Irretocável é a letra de Asa Branca, porém, como dito, apenas em poucas palavras e a composição já se irradia de encantamento. Uma simples frase, mas tudo, inegavelmente tudo: “Quando o verde dos teus zóio se espaiá na prantação...”. Este quando o verde dos teus zóio se espaiá na prantação contém tamanha significação e simbologia que em nenhum outro momento musical brasileiro conseguiu alcançar. A ele somente comparado, a meu ver, aos versos contidos em Cafezal em Flor (composição de Luiz Carlos Paraná e sucesso na voz de Cascatinha e Inhana): “Era florada, lindo véu de branca renda se estendeu sobre a fazenda, igual a um manto nupcial, e de mãos dadas fomos juntos pela estrada toda branca e perfumada, pela flor do cafezal... Passa-se a noite vem o sol ardente bruto, morre a flor e nasce o fruto no lugar de cada flor. Passa-se o tempo em que a vida é todo encanto, morre o amor e nasce o pranto, fruto amargo de uma dor...”.

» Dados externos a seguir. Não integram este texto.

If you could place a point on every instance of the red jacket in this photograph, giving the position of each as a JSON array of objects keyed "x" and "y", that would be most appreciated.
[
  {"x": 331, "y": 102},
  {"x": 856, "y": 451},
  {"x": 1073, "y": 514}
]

Citei mais versos de a Flor do Cafezal, é verdade. Contudo, não significa que apenas a frase citada de Asa Branca não seja ainda de maior profundidade. E assim por que este “Quando o verde dos teus zóio se espaiá na prantação...”, quer dizer quando a terra voltar a brotar, quer significar quando os pendões do milharal chamarem o retorno do amor distante, quer dizer que quando a esperança renascer dias melhores surgirão aos amores distantes, quer significar que da terra brotando e florescendo também o amor sendo fortalecido nos corações.
Se eu disser, pois, que quando o verde dos teus olhos se espalhar na plantação, eu também estarei dizendo que quando os campos novamente florirem eu voltarei. Eu voltarei viu, meu coração.